嘘と欲求
 翔真は緩んでいた表情を引き締めた。机の下に隠して見ていたスマホを切り、ポケットに突っ込む。伊織本人だろうが伊織関連のものだろうが、周りに誰かがいる中でスマホを向けてパシャパシャ撮るのは憚られる。

 それならば、どうするべきか。熟考する翔真は、机の上に両肘を立てて指先を組み合わせた。その上に顎を乗せ、どこを見るでもなく一点を見つめる。

 方針は決まったものの、誰にもバレないように撮影するのは容易ではないだろう。都合の良い展開ばかり想像していたせいで、立ちはだかっていた壁に気づかず真正面からぶち当たってしまった。衝撃に頭が痛くなりそうだった。

 ふっと瞼を下ろした。視界を閉ざすことで、嫌でも目に入ってくる余計な情報を一気に遮断する。散らばっている考えをまとめ、結論を下す。

 伊織のあれこれについては、これまで通り尾行して探る。写真については、その過程でタイミングがあれば撮る。
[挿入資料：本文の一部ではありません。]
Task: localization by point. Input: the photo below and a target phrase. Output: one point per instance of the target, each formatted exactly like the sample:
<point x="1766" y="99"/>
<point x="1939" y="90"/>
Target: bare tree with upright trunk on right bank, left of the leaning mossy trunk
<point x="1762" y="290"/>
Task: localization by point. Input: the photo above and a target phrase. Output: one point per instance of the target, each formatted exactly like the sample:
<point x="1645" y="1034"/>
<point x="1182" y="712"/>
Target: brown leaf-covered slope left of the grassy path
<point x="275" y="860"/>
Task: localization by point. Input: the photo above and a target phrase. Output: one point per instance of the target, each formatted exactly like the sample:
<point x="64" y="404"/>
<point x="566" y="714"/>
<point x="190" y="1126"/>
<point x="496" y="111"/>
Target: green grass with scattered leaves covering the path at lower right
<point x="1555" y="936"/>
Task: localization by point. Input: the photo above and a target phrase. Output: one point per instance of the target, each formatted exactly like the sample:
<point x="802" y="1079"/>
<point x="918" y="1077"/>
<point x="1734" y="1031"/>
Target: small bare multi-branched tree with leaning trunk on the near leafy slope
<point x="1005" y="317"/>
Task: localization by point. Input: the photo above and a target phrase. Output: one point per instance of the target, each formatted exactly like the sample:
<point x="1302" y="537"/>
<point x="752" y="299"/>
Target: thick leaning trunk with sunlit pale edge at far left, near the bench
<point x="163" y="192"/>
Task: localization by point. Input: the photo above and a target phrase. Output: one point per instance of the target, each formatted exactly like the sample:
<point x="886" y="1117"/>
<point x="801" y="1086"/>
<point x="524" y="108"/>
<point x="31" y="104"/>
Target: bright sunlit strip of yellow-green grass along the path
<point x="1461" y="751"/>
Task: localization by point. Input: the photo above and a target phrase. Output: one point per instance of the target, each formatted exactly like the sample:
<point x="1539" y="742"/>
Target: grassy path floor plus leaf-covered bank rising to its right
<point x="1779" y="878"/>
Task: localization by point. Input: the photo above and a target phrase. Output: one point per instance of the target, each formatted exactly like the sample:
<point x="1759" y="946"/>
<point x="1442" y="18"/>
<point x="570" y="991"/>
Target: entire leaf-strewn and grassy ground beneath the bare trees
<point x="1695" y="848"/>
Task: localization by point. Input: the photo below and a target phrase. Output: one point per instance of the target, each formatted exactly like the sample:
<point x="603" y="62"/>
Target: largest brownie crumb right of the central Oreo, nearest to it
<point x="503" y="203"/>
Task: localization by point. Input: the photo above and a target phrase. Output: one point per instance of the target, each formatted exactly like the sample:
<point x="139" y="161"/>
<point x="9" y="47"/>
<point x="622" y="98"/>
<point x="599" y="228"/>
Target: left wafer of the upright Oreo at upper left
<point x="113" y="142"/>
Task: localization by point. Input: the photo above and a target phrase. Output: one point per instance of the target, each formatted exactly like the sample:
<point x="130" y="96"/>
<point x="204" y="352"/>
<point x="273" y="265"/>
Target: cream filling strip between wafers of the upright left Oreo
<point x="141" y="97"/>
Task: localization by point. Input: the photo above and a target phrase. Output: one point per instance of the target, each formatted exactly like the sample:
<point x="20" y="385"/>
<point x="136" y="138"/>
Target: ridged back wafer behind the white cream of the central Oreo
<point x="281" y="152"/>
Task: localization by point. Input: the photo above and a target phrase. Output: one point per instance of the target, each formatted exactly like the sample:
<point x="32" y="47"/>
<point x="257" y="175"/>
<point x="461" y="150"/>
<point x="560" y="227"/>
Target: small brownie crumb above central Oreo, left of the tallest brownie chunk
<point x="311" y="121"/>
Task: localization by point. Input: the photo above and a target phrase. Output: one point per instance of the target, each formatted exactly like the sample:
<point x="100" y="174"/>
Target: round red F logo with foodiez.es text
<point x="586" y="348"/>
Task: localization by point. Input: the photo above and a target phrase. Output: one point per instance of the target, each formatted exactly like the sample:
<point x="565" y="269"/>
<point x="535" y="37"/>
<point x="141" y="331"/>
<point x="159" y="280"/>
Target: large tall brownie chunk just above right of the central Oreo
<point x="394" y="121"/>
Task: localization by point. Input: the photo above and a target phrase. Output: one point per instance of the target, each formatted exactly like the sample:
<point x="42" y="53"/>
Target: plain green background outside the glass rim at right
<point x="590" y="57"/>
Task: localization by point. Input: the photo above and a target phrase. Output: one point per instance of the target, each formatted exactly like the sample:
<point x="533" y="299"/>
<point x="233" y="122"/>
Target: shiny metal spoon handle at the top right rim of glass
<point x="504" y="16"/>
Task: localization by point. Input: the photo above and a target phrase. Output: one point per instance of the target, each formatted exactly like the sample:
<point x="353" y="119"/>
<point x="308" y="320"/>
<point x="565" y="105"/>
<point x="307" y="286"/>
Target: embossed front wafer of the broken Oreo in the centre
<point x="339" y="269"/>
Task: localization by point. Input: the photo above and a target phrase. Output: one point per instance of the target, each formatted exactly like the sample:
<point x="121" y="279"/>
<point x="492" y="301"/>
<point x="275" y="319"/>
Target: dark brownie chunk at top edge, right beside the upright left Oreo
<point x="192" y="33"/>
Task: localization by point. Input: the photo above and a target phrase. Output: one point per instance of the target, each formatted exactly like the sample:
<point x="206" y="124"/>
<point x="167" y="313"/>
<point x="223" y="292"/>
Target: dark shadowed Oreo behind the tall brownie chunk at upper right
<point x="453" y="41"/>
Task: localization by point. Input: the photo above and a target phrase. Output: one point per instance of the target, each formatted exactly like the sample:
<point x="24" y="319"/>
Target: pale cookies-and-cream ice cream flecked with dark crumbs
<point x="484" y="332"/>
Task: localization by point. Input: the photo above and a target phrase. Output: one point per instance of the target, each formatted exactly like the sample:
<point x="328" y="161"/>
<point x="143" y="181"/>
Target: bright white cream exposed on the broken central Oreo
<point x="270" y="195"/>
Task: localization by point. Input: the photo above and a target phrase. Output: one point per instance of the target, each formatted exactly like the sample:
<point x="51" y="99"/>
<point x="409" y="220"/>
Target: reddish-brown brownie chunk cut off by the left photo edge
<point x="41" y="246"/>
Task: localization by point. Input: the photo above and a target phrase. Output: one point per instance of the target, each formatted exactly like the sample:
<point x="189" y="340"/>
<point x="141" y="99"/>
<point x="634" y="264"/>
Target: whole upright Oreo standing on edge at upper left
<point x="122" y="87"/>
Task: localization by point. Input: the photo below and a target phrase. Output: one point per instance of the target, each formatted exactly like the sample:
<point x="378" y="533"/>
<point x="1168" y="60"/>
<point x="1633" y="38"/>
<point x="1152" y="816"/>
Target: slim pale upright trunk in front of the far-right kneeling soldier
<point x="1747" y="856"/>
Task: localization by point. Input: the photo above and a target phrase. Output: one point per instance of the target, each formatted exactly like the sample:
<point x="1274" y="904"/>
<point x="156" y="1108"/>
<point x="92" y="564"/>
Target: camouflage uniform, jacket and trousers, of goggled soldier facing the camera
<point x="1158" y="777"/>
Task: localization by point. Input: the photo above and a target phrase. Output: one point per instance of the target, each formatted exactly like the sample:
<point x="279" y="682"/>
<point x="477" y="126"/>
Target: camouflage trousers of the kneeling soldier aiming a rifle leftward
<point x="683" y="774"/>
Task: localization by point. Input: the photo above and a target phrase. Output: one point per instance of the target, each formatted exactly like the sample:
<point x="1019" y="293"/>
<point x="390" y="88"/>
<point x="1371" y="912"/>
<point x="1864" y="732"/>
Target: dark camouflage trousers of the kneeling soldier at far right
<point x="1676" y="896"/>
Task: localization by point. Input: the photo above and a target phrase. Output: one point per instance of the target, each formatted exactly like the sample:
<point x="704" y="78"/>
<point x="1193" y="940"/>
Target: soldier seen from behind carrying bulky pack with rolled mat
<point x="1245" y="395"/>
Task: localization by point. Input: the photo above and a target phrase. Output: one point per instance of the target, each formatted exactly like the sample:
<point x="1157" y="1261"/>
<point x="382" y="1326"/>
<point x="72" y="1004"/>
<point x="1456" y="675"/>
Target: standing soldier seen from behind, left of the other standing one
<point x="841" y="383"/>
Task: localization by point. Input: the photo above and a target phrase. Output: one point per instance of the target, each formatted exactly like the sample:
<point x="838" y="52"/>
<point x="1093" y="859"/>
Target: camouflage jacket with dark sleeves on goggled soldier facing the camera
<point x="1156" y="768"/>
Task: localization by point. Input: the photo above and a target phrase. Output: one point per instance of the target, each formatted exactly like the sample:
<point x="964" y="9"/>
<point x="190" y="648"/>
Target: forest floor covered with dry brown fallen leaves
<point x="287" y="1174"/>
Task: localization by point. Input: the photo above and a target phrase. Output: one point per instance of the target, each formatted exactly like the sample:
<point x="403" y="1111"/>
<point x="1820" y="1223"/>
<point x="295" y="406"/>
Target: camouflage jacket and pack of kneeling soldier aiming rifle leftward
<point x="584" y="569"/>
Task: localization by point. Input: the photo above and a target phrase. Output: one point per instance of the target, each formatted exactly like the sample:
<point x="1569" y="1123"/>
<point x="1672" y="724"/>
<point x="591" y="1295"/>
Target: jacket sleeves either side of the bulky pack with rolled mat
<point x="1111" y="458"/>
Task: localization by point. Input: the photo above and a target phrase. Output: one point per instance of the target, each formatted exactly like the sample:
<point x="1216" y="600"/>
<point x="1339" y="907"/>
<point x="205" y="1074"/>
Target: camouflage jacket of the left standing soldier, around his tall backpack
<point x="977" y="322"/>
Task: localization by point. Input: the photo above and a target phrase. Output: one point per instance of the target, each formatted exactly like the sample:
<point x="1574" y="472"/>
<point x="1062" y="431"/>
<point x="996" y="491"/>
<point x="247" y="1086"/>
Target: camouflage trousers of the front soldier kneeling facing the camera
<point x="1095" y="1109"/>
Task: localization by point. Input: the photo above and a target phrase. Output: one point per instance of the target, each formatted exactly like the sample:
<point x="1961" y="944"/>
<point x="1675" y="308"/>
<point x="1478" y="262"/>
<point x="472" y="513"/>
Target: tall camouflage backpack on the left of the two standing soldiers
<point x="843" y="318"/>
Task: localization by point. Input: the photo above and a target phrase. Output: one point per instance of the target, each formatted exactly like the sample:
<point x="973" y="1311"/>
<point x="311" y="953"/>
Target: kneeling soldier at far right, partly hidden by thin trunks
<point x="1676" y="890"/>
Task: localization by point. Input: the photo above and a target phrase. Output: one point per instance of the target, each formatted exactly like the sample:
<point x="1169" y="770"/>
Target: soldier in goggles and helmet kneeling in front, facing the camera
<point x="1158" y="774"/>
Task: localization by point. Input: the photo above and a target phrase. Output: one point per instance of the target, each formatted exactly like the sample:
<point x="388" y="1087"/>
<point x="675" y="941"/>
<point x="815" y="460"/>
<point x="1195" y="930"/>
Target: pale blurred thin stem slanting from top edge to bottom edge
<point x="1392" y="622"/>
ひとまずは、撮れる機会を待ってみるのがいいかもしれない。

 いつまでも結果が出なければまた方法を考え直せばいいだけで、最初から完璧にやり遂げようとする必要はない。焦るな。焦るな。平凡な自分にできることなど限られているのだから。

 翔真は言い聞かせながら、いいねを貰った興奮に飲み込まれないように大きく深呼吸をした。ゆっくりと目を開ける。生徒が一人、教室に入ってくる。出入り口に近い席に着いている翔真の前を、欠伸を噛み殺しているのか眠そうな顔で通り過ぎていく。

 組んでいた指を崩した翔真は、全体重を預けるように椅子の背に凭れかかった。最前列となり、頻繁には目に焼き尽くせなくなった伊織を思う。いつも本を読んでいるため、何とはなしに振り返っても、カバーに包まれた本を読んでいるだけだろう。万が一にもカバーが外されているわけもない。

 本のタイトルやジャンルを知りたければ、もう直接聞くしかないのだろうか。もし声をかけるのならば、鳴りを潜めている勇気の欠片を引っ張り出して掻き集め、それを思い切り振り翳す覚悟を決めるところから始めなければならない。